Marco Dalla Stella, Mathilde Berg Utzon, Sheridan Wall, Giannina Segnini, da Columbia Journalism Investigations

Rubens Valente, Colunista do UOL

28/01/2022 04h00Atualizada em 28/01/2022 17h22

Os advogados da empresa Jaepel afirmam, em petição protocolada em um processo na Justiça Federal de Santos que discute o destino dos contêineres dos EUA, que essas remessas se tornaram necessárias devido à interrupção no fornecimento de papel reciclável de estabelecimentos comerciais e industriais e à diminuição da coleta de recicláveis durante a pandemia.

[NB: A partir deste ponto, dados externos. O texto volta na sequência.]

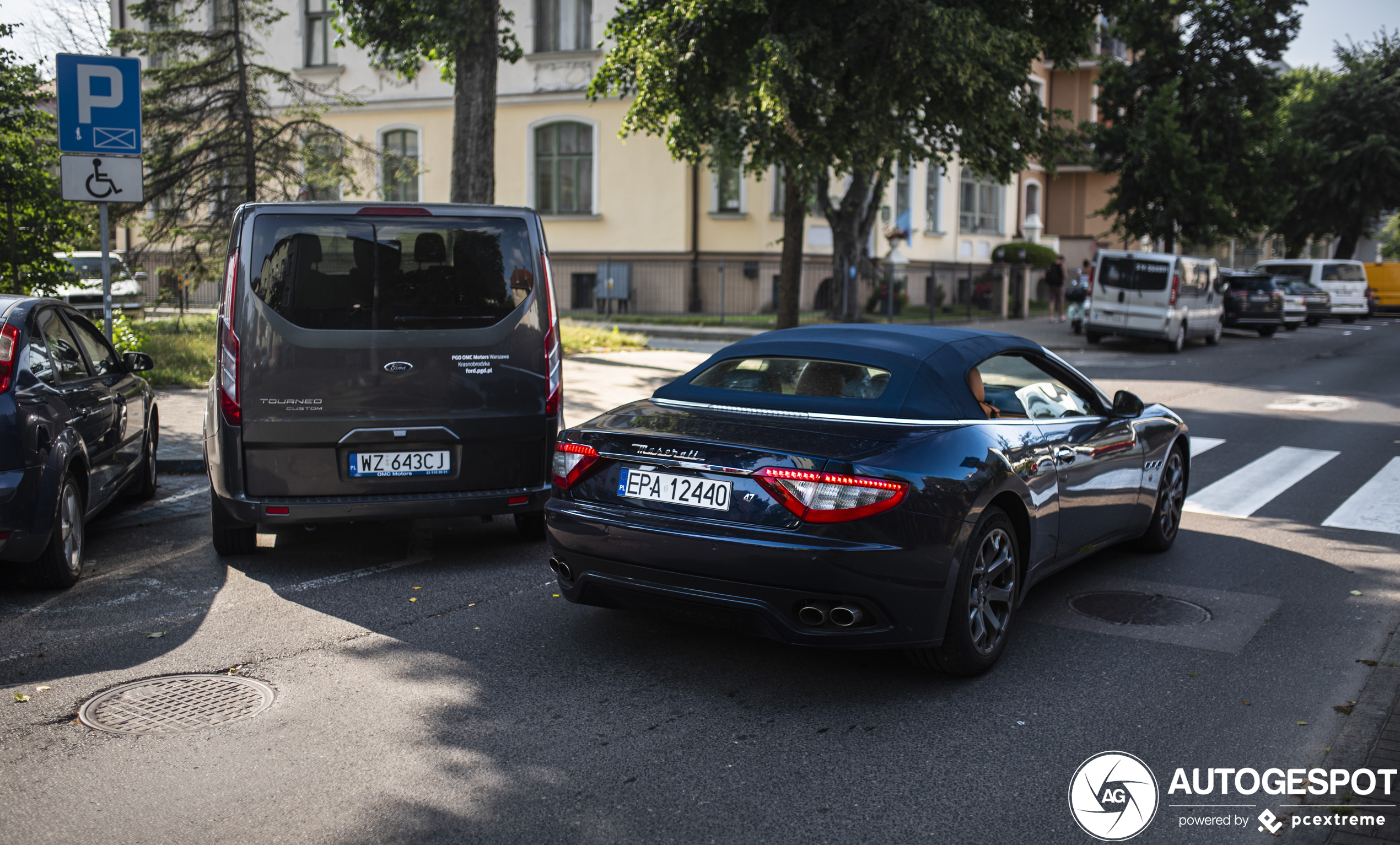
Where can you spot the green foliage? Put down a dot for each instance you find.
(223, 129)
(34, 220)
(829, 86)
(1024, 252)
(1191, 120)
(1340, 147)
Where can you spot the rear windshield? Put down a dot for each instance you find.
(1343, 273)
(331, 272)
(795, 377)
(1134, 275)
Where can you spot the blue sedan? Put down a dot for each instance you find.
(861, 487)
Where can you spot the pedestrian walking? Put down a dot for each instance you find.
(1054, 289)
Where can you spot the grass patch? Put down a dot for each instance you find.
(182, 350)
(581, 337)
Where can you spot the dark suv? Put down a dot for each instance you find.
(77, 427)
(383, 362)
(1253, 301)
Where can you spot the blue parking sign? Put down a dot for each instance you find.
(100, 104)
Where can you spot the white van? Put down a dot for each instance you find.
(1344, 279)
(1155, 294)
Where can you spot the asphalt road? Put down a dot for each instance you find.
(493, 711)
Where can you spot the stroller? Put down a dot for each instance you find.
(1077, 303)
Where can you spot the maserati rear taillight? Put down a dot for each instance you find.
(831, 497)
(572, 461)
(229, 347)
(9, 350)
(553, 347)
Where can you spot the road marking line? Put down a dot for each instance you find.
(1204, 444)
(1253, 486)
(1375, 507)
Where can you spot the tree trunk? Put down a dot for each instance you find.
(473, 114)
(1347, 244)
(790, 276)
(245, 111)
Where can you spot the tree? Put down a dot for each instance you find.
(37, 222)
(1340, 146)
(220, 128)
(467, 37)
(829, 87)
(1188, 122)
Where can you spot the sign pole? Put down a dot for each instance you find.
(107, 272)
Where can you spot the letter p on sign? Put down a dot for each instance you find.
(104, 101)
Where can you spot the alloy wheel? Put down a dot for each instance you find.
(1171, 493)
(992, 591)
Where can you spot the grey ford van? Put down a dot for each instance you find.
(383, 362)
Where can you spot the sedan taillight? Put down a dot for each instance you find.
(9, 352)
(831, 497)
(572, 461)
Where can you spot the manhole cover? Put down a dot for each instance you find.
(177, 704)
(1139, 609)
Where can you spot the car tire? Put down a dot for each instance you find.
(984, 598)
(1214, 337)
(231, 536)
(1171, 497)
(61, 563)
(531, 526)
(147, 482)
(1178, 342)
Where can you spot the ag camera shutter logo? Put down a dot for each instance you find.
(1113, 796)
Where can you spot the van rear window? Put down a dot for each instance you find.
(1134, 275)
(339, 272)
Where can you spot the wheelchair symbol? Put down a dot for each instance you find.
(101, 177)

"A impetrante [Jaepel] não faz parte de qualquer movimento ou organização voltada a contrariar a legislação e prosseguir com a importação de resíduos", diz o advogado na petição. "Existem dados suficientes aptos a demonstrar que a importação surge como a única alternativa capaz de manter a produção, no contexto excepcional da pandemia e diante dos obstáculos impostos no mercado interno."

De janeiro a abril de 2021, as empresas no Brasil importaram mais de 10 vezes a quantidade de aparas de papel em relação ao mesmo período de 2019, com as importações começando a aumentar no final de 2020, de acordo com os últimos dados comerciais publicados pela Organização das Nações Unidas (ONU Comtrade). Parte desse aumento foi impulsionada pela maior demanda por embalagens de varejistas on-line, um fenômeno às vezes chamado de "efeito Amazon".

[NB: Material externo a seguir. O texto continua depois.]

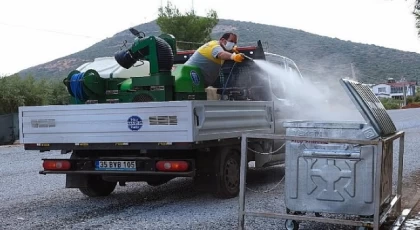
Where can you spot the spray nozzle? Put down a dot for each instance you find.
(247, 57)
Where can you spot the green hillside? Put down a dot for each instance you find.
(316, 56)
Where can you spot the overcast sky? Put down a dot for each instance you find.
(37, 31)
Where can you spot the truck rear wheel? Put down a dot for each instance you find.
(96, 186)
(228, 174)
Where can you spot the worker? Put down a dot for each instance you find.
(211, 56)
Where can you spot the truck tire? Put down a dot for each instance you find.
(96, 186)
(228, 163)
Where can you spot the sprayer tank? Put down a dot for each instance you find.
(107, 67)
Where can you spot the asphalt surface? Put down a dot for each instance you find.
(29, 200)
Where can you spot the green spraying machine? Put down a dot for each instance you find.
(164, 83)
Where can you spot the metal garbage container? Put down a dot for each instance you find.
(322, 177)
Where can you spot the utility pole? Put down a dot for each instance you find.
(404, 94)
(353, 75)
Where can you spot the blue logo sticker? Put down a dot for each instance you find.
(194, 77)
(134, 123)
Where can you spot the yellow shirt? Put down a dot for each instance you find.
(206, 59)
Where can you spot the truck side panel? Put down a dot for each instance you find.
(107, 123)
(229, 119)
(151, 122)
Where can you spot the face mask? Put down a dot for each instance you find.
(229, 45)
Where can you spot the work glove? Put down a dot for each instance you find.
(235, 49)
(237, 57)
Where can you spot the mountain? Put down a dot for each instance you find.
(316, 56)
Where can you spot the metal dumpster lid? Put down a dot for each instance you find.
(369, 106)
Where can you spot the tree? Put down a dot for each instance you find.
(186, 27)
(416, 13)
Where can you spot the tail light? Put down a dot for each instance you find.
(56, 165)
(172, 166)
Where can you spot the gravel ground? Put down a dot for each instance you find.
(29, 200)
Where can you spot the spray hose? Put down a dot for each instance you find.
(76, 86)
(227, 80)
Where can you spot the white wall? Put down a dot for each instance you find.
(382, 90)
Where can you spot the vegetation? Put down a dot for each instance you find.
(186, 27)
(17, 91)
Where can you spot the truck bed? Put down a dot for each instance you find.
(151, 122)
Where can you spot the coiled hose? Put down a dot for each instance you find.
(76, 86)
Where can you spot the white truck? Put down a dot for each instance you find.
(154, 142)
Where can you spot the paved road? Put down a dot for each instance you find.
(32, 201)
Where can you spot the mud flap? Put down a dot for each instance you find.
(76, 181)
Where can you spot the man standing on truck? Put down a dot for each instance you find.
(211, 56)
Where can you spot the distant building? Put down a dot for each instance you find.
(393, 89)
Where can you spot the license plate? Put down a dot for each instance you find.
(116, 165)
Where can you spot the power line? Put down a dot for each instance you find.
(50, 31)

As importações de aparas de papel também aumentaram em alguns outros grandes países produtores de papel ao longo dos dois anos da pandemia, segundo a ONU Comtrade. De janeiro a abril de 2021, as importações do material para o Canadá aumentaram cerca de 90 vezes em relação ao mesmo período de 2019.

Em nota à imprensa, a Empapel (Associação Brasileira de Embalagens em Papel), afirma que "até março de 2020, as vendas pela internet representaram 5,8% do que foi comercializado no varejo digital e fecharam o ano com crescimento de 68%, devido ao isolamento social e mudanças na pandemia [de] covid-19".

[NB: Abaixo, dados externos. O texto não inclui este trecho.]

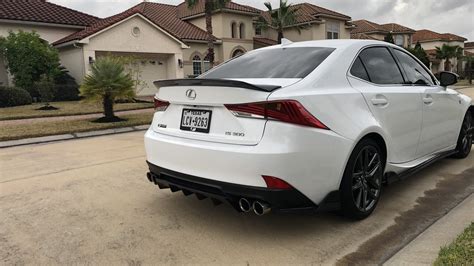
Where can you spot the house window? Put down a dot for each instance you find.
(242, 30)
(233, 29)
(399, 40)
(197, 65)
(332, 30)
(206, 64)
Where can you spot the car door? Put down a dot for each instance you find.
(441, 107)
(396, 106)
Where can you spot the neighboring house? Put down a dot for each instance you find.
(469, 48)
(318, 24)
(369, 30)
(166, 41)
(50, 21)
(429, 40)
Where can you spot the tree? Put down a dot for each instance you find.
(420, 53)
(28, 57)
(107, 82)
(447, 52)
(47, 90)
(389, 38)
(209, 7)
(280, 18)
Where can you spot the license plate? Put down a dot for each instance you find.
(196, 120)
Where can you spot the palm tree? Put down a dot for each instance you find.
(279, 18)
(447, 52)
(107, 82)
(209, 7)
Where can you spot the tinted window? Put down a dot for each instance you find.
(288, 62)
(381, 66)
(358, 70)
(415, 73)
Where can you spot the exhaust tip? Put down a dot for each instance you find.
(261, 208)
(148, 175)
(245, 205)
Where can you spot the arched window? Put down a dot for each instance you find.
(242, 30)
(233, 29)
(197, 65)
(206, 64)
(237, 52)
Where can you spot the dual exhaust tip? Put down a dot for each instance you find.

Organização de análise de mercado amplamente utilizada, a Fastmarkets RISI confirmou um aumento nos preços do papelão. No Sudeste do Brasil, em julho de 2020 o custo de uma tonelada de papelão usado foi de R$ 775, ou cerca de US$ 137. Em maio de 2021, esse preço mais que dobrou, atingindo R$ 1.950 (US$ 346).

"A pandemia de covid-19 e o comércio eletrônico reduziram a eficiência de reciclagem de papel", respondeu por e-mail Hanna Zhao, economista sênior da Fastmarkets RISI sobre fibra reciclada ou papel recuperado. "Portanto, as fábricas brasileiras de embalagens de papel passaram a importar grandes quantidades de papel recuperado, principalmente dos EUA, para atender à sua demanda de fibras no final de 2020."

As importações de resíduos de papel também aumentaram em alguns outros grandes países produtores de papel ao longo dos dois anos da pandemia, segundo dados da ONU Comtrade. Em 2021, o Reino Unido comprou cerca de 18 vezes a quantidade de resíduos de papel em relação a 2019 e, no Canadá, as importações aumentaram mais de 500 vezes no mesmo período.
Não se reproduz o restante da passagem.